原作はレイモン・ラディゲが17歳で書いた小説、これは高校生になって文庫本が出たので読みました。さらにまた何年か経ってやっと大学の文化祭でこの映画を見ることができたのでした。
映画の主人公は高校生、第一次大戦の最中、夫が出征中の人妻と恋愛関係になるというもの。日本の高校生はこの映画を見たころは皆黒の詰襟の学生服なのに、この映画ではネクタイに背広襟のジャケットという服装、さすがフランス、高校生も大人びていると思ったものでした。
この高校生を演じていたのがジェラール・フィリップで当時25歳だったと後で知りました。高校生にしては大人びていると思ったのはそのためでもあったのでしょう。

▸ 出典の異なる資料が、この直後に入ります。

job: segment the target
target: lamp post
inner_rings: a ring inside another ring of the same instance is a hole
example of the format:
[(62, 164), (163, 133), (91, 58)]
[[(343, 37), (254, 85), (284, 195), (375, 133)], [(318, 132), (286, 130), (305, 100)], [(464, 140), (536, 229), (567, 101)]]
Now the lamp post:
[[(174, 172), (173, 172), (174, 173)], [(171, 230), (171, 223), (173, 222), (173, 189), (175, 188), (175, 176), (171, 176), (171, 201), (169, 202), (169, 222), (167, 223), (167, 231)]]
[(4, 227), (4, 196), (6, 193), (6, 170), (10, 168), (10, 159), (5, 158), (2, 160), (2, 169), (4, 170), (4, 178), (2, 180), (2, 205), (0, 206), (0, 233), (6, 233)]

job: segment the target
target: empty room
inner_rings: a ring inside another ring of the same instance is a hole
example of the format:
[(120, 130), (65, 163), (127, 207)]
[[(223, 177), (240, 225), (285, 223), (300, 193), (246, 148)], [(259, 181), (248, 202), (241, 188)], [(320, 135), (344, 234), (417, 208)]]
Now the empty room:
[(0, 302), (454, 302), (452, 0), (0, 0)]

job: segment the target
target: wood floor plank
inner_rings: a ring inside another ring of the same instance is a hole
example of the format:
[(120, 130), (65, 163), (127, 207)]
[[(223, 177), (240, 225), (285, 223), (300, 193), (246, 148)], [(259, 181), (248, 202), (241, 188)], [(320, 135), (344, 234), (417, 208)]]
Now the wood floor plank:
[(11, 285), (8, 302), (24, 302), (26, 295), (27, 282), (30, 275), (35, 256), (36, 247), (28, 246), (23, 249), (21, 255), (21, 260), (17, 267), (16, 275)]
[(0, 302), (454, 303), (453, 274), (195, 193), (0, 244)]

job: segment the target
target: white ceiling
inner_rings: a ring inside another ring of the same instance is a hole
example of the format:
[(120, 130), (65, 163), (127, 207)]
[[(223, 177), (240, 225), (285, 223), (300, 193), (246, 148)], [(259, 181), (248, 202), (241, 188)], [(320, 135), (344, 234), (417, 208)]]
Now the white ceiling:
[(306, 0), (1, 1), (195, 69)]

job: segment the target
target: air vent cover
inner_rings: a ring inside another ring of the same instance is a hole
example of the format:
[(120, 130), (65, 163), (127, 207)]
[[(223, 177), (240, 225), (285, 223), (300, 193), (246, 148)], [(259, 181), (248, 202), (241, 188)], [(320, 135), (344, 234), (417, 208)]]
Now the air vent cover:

この映画で初めてベッドシーンを見たわけですが、映画の構図そのものがとても美しく感じられました。今の映画のベッドシーンよりずっときれいだったように思えるのですが。私が高齢であるせいか?
他にもいろいろな場面の構図を美しいと思いました。セーヌ河の船着場で恋人を待つ女を離れたところから見る場面など。
文化祭で初めて映画を見た後も、この映画はなかなかビデオにならず見ることができませんでし。50代になった時、新宿の映画館でジェラール・フィリップ祭が開かれていることを知り、わざわざ新宿まで泊りがけで見に行ったことがありました。大した熱の入れようです。
映画はその後ビデオになったのですが、じきにDVDの時代になり、この映画のDVDはあるのでしょうが、レンタル店で見かけません。
この映画の主人公フランソワを演じたジェラール・フィリップは好きな俳優でしたが、30代半ばで死んだため残された映画は少なく、私はこの他には「パルムの僧院」「花咲ける騎士道」「モンパルナスの灯」ぐらいしか見ていません。
最近見る俳優たちに比べると、ギラギラしたものがない、肉のにおい、汗のにおいが希薄、現在活躍中の俳優に比べると物足りない面もあるかもしれませんが、私は好きでした。
今日載せた写真は私が初めてキネマ旬報で見たスチール写真です。
最近原作を大幅に翻案したイタリア映画の「肉体の悪魔」が公開されたようですが、まだ見ていません。